Avant toute chose, je tiens à souligner que notre délégation représente non seulement les procureurs, mais également l'ensemble des membres du parquet dont la situation s'est nettement dégradée depuis trente ans, et dont les relations avec les magistrats du siège se sont tendues. La situation des magistrats du siège est d'ailleurs, elle aussi, préoccupante, notamment parce que leurs missions augmentent chaque année -je pense par exemple à la mise en place d'un contrôle du juge sur l'hospitalisation psychiatrique. Il convient, en effet, que nous gardions conscience des problèmes rencontrés par les magistrats du siège -problèmes qui expliquent que, lorsqu'un parquetier se présente devant un juge avec une demande de comparution immédiate, il ne trouve pas toujours une oreille attentive...
Pour en venir aux questions qui viennent d'être posées sur notre activité au jour le jour, je soulignerai que, en tant que membres du parquet, nous devrions pouvoir répondre aux situations individuelles ; or, nous avons de moins en moins les moyens de rencontrer les personnes dont nous devons traiter le dossier. Auparavant, les magistrats du parquet étaient en mesure de recevoir les justiciables pour leur expliquer le déroulement de la procédure et leur exposer les raisons des décisions rendues ; aujourd'hui, cela est impossible à cause du nombre de décisions que nous devons prendre chaque jour. À Béthune, le parquet reçoit 80 appels téléphoniques par jour... De même, en cas de prolongement d'une garde-à-vue, nous ne pouvons pas toujours rencontrer le justiciable, notamment en raison du grand nombre de commissariats éloignés du tribunal ; si nous voyons bel et bien la personne mise en cause, c'est par visioconférence, avec une image qui sautille ! Bref : hors des cas où nous y sommes strictement obligés par la loi, nous ne rencontrons plus les justiciables. La relation au citoyen est presque réduite à néant, ce qui constitue une véritable souffrance pour les magistrats du parquet. Plus encore que les questions relatives au statut, ce problème explique que les jeunes substituts veuillent rapidement quitter le parquet : ils ont l'impression d'être des standardistes qui orientent les procédures à la va-vite.

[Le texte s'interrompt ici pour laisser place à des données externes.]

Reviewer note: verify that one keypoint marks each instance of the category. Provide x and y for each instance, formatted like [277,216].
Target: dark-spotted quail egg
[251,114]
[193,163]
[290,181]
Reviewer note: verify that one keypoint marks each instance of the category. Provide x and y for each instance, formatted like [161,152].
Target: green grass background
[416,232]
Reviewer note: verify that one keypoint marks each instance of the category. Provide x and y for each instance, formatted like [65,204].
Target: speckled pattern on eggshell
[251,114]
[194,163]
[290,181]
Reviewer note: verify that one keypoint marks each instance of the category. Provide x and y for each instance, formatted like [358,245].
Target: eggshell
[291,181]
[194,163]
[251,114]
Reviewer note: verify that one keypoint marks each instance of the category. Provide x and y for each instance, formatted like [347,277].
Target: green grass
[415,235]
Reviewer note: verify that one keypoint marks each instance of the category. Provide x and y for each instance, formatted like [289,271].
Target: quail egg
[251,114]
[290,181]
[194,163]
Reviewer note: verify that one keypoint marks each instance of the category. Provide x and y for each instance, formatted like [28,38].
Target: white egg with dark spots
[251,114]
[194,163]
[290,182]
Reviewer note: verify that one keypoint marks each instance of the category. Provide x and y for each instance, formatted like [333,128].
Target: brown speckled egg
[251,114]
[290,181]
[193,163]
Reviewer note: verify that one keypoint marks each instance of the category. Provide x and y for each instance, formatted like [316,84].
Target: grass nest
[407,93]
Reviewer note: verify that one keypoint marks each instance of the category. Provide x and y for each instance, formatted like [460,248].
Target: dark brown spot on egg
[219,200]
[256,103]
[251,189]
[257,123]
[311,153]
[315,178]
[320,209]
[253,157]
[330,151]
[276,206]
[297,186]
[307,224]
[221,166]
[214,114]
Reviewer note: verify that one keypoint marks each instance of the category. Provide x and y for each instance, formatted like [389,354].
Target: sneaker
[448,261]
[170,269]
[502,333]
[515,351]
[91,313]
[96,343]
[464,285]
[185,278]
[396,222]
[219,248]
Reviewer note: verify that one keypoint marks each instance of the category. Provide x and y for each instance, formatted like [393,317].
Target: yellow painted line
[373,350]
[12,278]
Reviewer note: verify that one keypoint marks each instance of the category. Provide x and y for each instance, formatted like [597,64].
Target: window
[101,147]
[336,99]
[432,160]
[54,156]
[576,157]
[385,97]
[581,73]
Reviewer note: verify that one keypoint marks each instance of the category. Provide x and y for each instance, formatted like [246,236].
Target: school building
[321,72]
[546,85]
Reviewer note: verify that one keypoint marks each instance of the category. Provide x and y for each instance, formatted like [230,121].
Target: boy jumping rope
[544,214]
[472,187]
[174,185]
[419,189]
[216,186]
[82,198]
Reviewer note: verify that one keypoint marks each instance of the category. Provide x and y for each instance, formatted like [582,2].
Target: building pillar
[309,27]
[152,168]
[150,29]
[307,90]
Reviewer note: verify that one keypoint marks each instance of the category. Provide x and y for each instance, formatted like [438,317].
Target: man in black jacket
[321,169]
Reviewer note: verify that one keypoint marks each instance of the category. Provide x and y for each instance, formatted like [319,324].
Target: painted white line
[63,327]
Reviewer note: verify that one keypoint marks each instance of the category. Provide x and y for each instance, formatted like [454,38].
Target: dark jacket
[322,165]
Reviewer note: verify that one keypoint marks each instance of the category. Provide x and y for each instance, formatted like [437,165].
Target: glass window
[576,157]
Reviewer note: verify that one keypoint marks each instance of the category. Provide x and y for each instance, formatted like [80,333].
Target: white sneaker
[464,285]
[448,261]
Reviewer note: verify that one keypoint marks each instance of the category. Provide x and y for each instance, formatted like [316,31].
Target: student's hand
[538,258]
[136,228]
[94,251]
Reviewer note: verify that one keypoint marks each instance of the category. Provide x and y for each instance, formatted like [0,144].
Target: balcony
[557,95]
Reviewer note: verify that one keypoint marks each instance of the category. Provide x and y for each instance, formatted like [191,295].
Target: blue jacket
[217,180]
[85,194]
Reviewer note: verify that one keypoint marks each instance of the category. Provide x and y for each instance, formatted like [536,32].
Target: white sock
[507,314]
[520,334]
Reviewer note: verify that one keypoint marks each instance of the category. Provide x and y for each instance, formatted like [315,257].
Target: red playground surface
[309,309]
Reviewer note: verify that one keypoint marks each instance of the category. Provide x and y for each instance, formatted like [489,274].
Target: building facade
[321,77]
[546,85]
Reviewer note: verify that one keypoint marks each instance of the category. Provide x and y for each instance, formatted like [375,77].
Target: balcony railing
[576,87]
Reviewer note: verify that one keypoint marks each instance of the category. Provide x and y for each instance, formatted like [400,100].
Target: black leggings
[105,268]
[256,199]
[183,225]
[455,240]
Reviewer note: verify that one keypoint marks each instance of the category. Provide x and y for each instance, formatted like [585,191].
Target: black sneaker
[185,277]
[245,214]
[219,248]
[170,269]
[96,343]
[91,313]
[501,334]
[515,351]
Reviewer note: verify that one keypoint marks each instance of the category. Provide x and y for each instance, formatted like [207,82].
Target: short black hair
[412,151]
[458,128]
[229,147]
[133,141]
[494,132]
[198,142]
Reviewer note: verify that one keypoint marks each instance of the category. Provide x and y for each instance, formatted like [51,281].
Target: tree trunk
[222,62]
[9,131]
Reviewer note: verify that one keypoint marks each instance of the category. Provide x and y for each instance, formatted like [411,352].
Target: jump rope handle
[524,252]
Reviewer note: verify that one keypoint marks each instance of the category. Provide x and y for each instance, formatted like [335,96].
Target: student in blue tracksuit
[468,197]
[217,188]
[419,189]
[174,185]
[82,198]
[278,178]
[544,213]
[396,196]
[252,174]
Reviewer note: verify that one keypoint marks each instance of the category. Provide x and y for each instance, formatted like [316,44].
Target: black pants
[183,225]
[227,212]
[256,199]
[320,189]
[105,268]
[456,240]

Le poids de la presse dans le travail du parquet devient ingérable. Les journalistes et les magistrats vivent sur deux planètes différentes : les premiers sont dans le monde de la communication en urgence, tandis que nous devons prendre le temps de mener nos enquêtes. Cette difficulté est renforcée par la structure des services d'enquête, qui les amène parfois à vouloir se faire de la publicité : il semble qu'aujourd'hui, lorsque l'on est en charge d'une affaire potentiellement médiatique, l'objectif principal est de le faire savoir plutôt que de la résoudre ! Peut-être conviendrait-il d'augmenter les moyens dont disposent les parquets pour communiquer avec les journalistes, qui constituent un front difficile à gérer.